The Army said there was no such policy… right before they said well, yeah, there kinda is.
“There is no policy at the 158th Infantry Brigade, First Army Division East or First Army that forbids using the word ‘Christmas’,” Public Affairs Chief Amanda Glenn told me.
She confirmed that there was a discussion in the meeting about the football tournament.

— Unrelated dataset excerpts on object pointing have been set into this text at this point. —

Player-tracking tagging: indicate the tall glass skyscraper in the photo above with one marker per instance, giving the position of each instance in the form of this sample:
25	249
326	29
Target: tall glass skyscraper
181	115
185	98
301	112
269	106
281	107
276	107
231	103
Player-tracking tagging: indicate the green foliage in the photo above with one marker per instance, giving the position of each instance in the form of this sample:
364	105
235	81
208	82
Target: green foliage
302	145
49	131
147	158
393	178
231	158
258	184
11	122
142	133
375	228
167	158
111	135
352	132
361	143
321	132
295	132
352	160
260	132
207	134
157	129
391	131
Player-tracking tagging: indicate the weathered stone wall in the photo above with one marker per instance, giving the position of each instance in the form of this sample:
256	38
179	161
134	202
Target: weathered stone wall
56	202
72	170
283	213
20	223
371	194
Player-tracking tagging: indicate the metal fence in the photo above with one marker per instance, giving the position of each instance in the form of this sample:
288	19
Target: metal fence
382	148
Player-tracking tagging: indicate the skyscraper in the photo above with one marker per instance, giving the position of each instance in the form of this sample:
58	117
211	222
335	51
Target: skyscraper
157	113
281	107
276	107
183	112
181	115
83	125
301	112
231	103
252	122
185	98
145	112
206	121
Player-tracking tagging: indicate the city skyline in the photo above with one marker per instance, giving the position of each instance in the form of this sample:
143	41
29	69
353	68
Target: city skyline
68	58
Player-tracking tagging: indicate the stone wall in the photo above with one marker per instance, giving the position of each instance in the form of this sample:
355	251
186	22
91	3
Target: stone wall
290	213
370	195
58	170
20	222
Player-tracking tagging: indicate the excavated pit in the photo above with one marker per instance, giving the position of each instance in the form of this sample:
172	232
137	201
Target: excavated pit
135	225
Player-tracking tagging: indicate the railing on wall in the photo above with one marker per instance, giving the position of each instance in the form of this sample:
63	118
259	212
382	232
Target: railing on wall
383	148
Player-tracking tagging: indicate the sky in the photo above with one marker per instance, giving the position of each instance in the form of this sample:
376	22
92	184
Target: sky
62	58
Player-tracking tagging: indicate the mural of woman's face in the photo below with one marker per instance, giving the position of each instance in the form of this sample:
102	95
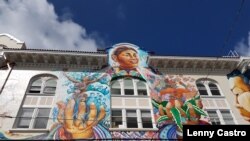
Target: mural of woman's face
128	59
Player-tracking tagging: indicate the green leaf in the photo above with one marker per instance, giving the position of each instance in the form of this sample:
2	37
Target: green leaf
177	116
162	118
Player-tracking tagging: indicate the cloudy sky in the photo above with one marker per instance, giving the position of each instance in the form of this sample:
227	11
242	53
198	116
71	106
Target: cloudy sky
167	27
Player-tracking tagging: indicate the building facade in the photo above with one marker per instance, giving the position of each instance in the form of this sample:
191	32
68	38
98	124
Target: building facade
121	93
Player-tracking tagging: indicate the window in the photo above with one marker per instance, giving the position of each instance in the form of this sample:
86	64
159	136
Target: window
220	116
116	118
128	87
214	89
227	116
202	89
133	118
141	88
131	105
43	85
116	88
208	87
38	101
36	118
50	86
214	118
36	86
146	119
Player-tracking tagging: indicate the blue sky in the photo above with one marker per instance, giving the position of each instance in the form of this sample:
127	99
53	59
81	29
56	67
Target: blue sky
167	27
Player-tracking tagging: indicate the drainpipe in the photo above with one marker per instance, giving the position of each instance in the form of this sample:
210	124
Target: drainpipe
10	67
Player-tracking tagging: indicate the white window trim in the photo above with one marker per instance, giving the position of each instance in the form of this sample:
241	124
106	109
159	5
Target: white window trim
135	88
32	121
206	84
220	115
39	95
139	120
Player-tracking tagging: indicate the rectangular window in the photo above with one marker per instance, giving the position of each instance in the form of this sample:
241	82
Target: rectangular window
116	118
146	119
214	118
115	91
24	118
227	116
42	118
35	89
131	117
28	119
129	91
142	92
49	90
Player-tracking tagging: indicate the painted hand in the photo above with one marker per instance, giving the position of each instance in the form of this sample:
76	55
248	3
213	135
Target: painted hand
78	128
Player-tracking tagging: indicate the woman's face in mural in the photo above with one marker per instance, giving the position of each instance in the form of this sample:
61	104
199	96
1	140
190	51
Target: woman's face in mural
127	59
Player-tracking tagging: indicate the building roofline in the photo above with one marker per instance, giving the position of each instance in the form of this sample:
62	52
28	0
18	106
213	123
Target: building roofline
12	37
105	53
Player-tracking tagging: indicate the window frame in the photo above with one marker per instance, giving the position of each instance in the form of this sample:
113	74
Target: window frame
221	117
134	88
207	88
37	101
138	118
33	118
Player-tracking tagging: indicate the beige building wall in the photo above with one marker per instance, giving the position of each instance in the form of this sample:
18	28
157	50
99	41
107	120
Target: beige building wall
9	41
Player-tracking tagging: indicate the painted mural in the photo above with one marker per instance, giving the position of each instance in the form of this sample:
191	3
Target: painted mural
85	111
240	86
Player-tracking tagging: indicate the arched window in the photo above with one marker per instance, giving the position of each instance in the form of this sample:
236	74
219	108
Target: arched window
132	108
214	89
141	88
43	85
208	87
128	87
116	88
35	110
214	103
202	89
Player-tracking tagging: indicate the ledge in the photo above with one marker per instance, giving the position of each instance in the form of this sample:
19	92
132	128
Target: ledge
133	129
29	130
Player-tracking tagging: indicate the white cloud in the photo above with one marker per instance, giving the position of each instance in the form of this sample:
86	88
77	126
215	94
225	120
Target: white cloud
37	24
243	47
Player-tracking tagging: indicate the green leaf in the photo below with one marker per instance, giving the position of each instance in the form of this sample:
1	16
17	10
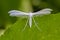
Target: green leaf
49	24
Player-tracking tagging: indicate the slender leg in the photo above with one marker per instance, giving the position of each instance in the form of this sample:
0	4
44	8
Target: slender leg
36	25
25	25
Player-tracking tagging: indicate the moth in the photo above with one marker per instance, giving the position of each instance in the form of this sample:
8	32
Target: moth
30	15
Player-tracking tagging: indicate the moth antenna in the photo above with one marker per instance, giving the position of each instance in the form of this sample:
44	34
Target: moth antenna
25	25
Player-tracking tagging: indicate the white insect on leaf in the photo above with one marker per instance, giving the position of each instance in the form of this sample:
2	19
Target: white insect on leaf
30	15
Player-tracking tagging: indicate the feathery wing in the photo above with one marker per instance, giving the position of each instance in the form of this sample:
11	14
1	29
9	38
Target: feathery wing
17	13
44	11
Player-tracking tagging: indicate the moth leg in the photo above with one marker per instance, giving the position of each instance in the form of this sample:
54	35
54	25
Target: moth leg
36	25
25	25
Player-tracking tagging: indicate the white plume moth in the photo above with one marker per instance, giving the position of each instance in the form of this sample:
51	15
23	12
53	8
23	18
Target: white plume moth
30	15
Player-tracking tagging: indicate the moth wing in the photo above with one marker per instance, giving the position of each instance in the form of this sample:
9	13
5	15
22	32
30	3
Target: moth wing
43	11
17	13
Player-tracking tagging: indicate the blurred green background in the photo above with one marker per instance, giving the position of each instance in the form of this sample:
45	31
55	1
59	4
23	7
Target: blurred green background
34	5
26	6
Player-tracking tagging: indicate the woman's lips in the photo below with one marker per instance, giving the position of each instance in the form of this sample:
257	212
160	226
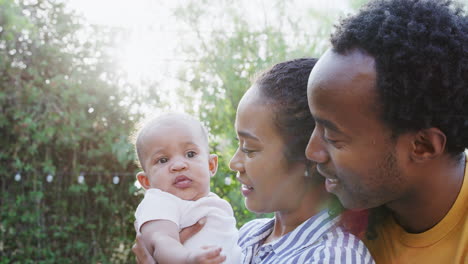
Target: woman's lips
246	190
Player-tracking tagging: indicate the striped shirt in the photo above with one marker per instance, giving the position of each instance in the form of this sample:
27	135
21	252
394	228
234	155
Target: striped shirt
317	240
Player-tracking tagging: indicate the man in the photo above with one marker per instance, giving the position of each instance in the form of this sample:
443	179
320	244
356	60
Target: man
390	101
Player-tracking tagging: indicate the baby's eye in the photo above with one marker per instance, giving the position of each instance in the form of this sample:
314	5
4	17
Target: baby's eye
162	160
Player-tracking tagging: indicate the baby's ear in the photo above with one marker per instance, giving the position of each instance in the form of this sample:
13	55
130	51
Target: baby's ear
213	164
143	180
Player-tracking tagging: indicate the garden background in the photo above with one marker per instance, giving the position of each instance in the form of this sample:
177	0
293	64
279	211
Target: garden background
71	96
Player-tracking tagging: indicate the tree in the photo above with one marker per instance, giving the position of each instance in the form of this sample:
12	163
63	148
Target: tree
226	58
64	113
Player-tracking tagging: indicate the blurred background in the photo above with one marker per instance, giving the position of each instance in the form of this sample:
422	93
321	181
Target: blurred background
77	76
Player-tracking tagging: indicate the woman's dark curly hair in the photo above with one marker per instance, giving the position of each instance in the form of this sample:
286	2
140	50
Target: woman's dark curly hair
284	86
420	49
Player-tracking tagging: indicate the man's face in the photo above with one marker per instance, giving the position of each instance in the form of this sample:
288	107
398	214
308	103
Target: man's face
351	145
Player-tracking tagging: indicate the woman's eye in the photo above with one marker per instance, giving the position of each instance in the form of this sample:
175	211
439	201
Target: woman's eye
249	152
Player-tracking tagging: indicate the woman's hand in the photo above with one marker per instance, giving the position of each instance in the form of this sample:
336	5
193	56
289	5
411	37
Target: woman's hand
206	255
143	255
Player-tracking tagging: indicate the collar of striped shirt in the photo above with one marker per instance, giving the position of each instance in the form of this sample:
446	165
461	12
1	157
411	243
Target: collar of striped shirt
305	235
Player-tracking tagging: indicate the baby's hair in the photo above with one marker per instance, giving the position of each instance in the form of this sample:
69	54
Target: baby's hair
144	125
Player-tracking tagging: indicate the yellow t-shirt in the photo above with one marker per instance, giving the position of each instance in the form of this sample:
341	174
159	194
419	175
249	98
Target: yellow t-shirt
447	242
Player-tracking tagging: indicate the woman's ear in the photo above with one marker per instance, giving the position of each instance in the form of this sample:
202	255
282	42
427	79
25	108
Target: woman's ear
143	180
213	164
428	144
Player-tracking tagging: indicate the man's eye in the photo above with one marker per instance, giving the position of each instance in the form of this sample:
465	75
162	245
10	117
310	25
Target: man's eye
162	160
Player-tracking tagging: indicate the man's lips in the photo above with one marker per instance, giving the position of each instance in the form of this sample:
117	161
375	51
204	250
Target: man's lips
182	181
245	189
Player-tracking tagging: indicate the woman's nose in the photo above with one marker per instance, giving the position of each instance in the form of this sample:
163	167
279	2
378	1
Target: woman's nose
236	162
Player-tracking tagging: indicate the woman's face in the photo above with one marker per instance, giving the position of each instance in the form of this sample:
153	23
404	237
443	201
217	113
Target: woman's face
268	183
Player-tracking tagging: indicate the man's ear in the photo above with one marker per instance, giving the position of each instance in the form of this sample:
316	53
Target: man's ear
428	144
143	180
213	164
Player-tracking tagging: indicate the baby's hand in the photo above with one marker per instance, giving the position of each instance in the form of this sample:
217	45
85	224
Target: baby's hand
206	255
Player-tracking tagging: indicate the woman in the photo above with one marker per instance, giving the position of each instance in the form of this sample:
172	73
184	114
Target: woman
273	125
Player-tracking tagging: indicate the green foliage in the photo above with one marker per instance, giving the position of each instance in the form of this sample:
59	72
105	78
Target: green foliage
61	115
66	110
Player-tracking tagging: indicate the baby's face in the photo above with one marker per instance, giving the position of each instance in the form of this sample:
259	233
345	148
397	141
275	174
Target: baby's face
176	158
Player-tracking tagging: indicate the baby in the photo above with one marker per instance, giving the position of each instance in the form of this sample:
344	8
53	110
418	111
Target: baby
174	154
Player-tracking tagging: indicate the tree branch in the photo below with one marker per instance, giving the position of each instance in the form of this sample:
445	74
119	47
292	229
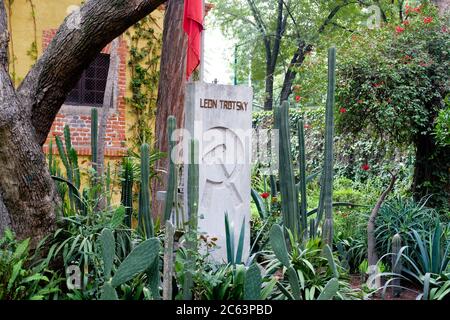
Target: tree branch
4	36
79	39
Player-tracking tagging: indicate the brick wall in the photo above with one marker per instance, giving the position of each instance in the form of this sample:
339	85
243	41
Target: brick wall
79	119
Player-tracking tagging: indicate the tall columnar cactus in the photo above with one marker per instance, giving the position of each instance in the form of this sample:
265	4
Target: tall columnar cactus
396	263
145	215
288	189
302	183
94	138
171	192
193	196
168	261
326	193
69	159
139	260
252	284
127	190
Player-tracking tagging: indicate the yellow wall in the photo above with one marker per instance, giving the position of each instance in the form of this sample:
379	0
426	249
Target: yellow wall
49	14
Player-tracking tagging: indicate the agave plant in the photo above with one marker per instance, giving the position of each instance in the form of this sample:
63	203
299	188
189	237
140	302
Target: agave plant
400	216
427	262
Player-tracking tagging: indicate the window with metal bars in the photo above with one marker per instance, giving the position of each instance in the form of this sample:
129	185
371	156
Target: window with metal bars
90	89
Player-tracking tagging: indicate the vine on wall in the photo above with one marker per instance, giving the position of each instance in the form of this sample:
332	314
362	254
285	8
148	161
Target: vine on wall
145	51
32	52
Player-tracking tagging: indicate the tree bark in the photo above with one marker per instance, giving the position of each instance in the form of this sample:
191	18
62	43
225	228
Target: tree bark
431	171
171	90
26	114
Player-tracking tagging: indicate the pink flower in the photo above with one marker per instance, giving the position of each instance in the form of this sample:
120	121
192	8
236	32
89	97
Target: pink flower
399	29
265	195
427	20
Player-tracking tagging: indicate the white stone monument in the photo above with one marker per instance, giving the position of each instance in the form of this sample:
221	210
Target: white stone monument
219	117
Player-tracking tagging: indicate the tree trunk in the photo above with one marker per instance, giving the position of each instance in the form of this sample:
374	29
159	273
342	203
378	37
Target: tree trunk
443	5
171	90
289	77
26	114
372	256
268	99
431	171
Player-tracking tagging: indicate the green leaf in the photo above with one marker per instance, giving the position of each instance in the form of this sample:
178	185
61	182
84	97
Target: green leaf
139	260
21	249
240	248
252	286
279	245
108	251
330	290
108	292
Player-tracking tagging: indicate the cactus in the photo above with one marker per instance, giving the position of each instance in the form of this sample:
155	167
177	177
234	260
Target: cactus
234	255
280	249
288	189
252	284
139	260
69	159
94	138
396	264
326	192
168	261
145	215
193	195
330	290
171	192
127	190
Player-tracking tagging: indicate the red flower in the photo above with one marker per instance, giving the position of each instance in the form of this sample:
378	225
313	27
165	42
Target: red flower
376	85
427	20
399	29
265	195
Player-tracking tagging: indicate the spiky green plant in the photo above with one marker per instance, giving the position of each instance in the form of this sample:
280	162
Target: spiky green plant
127	190
234	254
326	193
252	284
145	215
396	263
138	261
193	196
279	247
171	192
288	189
94	138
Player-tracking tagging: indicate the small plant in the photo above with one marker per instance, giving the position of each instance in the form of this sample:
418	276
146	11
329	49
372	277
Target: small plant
23	276
139	260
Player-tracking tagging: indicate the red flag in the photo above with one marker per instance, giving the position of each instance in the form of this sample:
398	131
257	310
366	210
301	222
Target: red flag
193	26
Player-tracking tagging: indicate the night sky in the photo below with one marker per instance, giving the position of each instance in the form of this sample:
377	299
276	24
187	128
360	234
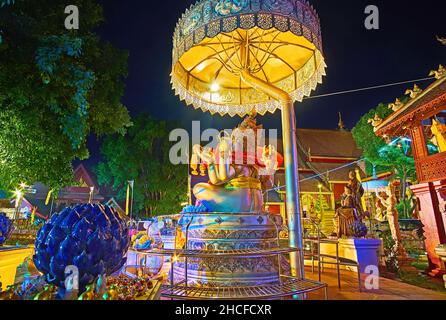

She said it was meant to be a team building event and it had no tie to a specific religious event or holiday celebration.
“The Equal Opportunity advisor simply stated that it would be more appropriate to call it a holiday football event,” she said.
That’s not how the soldier who told Starnes about the incident portrayed the one of the meeting, but even if it the public affairs chief is correct, it’s still extremely inappropriate to riddle the military with political officers who declare the word “Christmas” inappropriate.  A big part of the War on Christmas involves portraying the true name of the holiday as inappropriate, divisive, exclusionary, and too religious for admission to the public square.

Once society concedes Christmas is “inappropriate,” its goose is cooked, because we have been conditioned to believe in the rigorous exclusion of the inappropriate from our officially sanctioned culture, and the part of culture that isn’t officially sanctioned dwindles in importance with every passing year.  The “public square” is huge now; private life withdraws to the thinning shadows beyond its ever-expanding boundaries.
Starnes puts this incident in the context of other anti-Christian edicts that have been bubbling through the Army of late, particularly at Camp Shelby, but the War on Christmas is a crucial theater of battle.  The purge of all respect for Christianity from public life cannot be completed as long as a major page of the calendar – the most important holiday of the year – is still dedicated, with both official and popular respect, to the great Christian holy day.  Collectivists are great believers in the power of words; control of language equals control of thought.  They know how important the word “Christmas” is, especially when people who aren’t Christian are bandying it about, smiling happily at heartfelt wishes for a Merry Christmas from their believing neighbors.  Even worse, there might actually still be people who aren’t Christian saying “Merry Christmas” to each other!  We can’t have that, now can we?

In truth, Christmas is the most inclusive of holidays, both in concept and execution, if I might borrow a bit of military lingo.  Re-defining it as exclusive is an important step toward declaring it intolerant, at which point a barrage of heavy political and cultural artillery can be called in to destroy the target.  This was also part of the objective in this year’s sudden brouhaha over jolly old white-skinned Santa Claus as an inherently divisive figure, whose blinding skin pallor (outside of his ruddy cheeks and nose) supposedly intimidated minority children and made them feel excluded from the holiday we’re not supposed to call Christmas any more.  In times past, Christians worried that Santa Claus was muscling Christ out of the holiday; now it’s Santa’s turn to get the bum’s rush, not really because of what he looks like, but because of what “Santa” means.
You will relinquish that holiday, Christians.  Part of the process will be forcing you to admit that you have no right to it, that even the most open-hearted appeal to the spirit of the season – a hearty wish of “Merry Christmas!” to your non-Christian friends and neighbors, without even the slightest implied subtext that they ought to knock off their non-Christianity – is divisive and “inappropriate.”  If you object to the process, you’ll be told you’re “over-reacting,” something you’re probably accustomed to hearing by now.  Then you’ll be conditioned to view resistance as more trouble than it’s worth.  Who really wants to argue with the Equal Opportunity Officers, in either military or civilian life?

Once the name of the day has been officially rewritten across the millions of pages of rules that govern public life, those who revere Christmas will be fully marginalized, and the war will be won.  All that remains will be a mop-up operation.